第145回お寺めぐり『頼朝旗上げ伝説のお寺で歴史を体感する』   

平成30年6月16日(土)  函南町 高源寺(曹洞宗)

13:00JR三島駅に集合し、東海道線で函南駅へ。函南駅でタクシー6台に分乗して高源寺へ向かう。

東海道線の線路をくぐり、しばらくして右に折れ山道を進む。

高源寺の山門前で現地集合の人たちと合流してから、高源寺についての事前学習を行った。

入口から山門まで苔むした鎌倉古道を思わせる石畳が続き、山門から鐘楼門、本堂まで立ち並ぶ古木は1000年近い歴史を感じさせる大木で、その周りは緑の絨毯を敷き詰めたように苔むし、6月の梅雨空にしっとりとした風情を醸し出していた。重厚で神聖な佇まいの山里のお寺に癒やされ、感動した。

梁の4カ所に菊の御紋がある四脚門、比企尼(ひきのあま)の宝篋印塔(ほうきょういんとう)、頼朝伝説のある実なしの椎の木、閻魔王、脱衣婆の石像がある鐘楼門など鎌倉時代が偲ばれる建物ばかりだった。

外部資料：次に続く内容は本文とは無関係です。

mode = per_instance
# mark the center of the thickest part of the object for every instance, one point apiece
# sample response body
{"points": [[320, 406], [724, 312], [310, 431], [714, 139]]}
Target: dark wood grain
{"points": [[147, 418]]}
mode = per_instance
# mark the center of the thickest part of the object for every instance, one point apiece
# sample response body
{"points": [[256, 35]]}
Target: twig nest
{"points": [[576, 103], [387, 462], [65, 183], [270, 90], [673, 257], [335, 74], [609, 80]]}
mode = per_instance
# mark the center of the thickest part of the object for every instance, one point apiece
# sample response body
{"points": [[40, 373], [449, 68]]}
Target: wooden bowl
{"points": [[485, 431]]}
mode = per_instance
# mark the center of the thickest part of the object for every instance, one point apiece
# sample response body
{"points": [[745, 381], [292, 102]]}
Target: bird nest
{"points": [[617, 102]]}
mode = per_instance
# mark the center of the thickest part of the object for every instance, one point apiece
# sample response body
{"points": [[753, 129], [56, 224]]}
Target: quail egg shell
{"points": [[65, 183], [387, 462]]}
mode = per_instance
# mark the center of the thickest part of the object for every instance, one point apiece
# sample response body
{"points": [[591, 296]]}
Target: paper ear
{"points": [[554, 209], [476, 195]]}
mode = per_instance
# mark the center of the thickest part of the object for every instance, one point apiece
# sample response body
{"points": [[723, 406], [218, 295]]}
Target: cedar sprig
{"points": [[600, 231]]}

広島県出身のご住職が、高源寺の歴史について話して下さった。         

元は長久寺といい、弘法大師が650年前、修行道場として開かれた。鎌倉幕府を開いた源頼朝とも深い縁でつながっているお寺で、頼朝の乳母比企尼が、頼朝と文覚上人とを引き合わせ、文覚によって源氏の再興を促され、鎌倉幕府を開くことにつながったという、密談の場所となったのが長久寺だった。

なぜ、伊豆の頼朝が訪れるのに安全な場所だったのかは、ここが山の中にあり、修行道場としての寺であまり名前が知られていなかったためだと、後の比企家の人たち(現在埼玉県に住む比企家の子孫)の調査でわかった。

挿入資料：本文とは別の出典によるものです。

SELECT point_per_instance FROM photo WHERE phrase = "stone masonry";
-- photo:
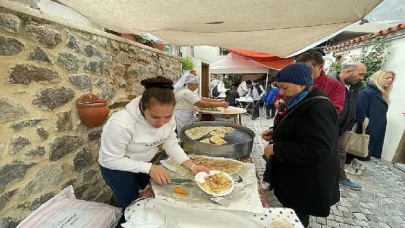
(45, 66)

乳母の比企の孫娘は、津島家の初代大名の奥さんとなった人で島津忠久の母。高源寺には、島津忠久、源頼朝、比企尼の3つの位牌が並んで祀られている。

武士の時代を始めた頼朝と、武士の時代を終わらせた島津家の両方にかかわりをもつお寺である。

途中、野火で焼失したが、1190年頼朝の寄進により再建し、源氏の源をとって高源寺と改めた。歴史的にも源氏に深い関わりをもつ寺の名前が広まらなかったのは、比企家が北条家にあまりよく思われていなかったので滅亡させられ、そのため、比企家の資料がなくなってしまったことに関係があるようだ。

寺があって、そこに頼朝に関わる歴史、石橋山の合戦、出陣旗揚げ、軍勢揃いなどがあるので、それらをできるだけ寺を訪れる方々にお話しして知ってもらいたいと話されていた。

ご住職の仰るとおり、身近なところに荘厳で歴史ある寺が存在するということを多くの人が知ってくれることを願っている。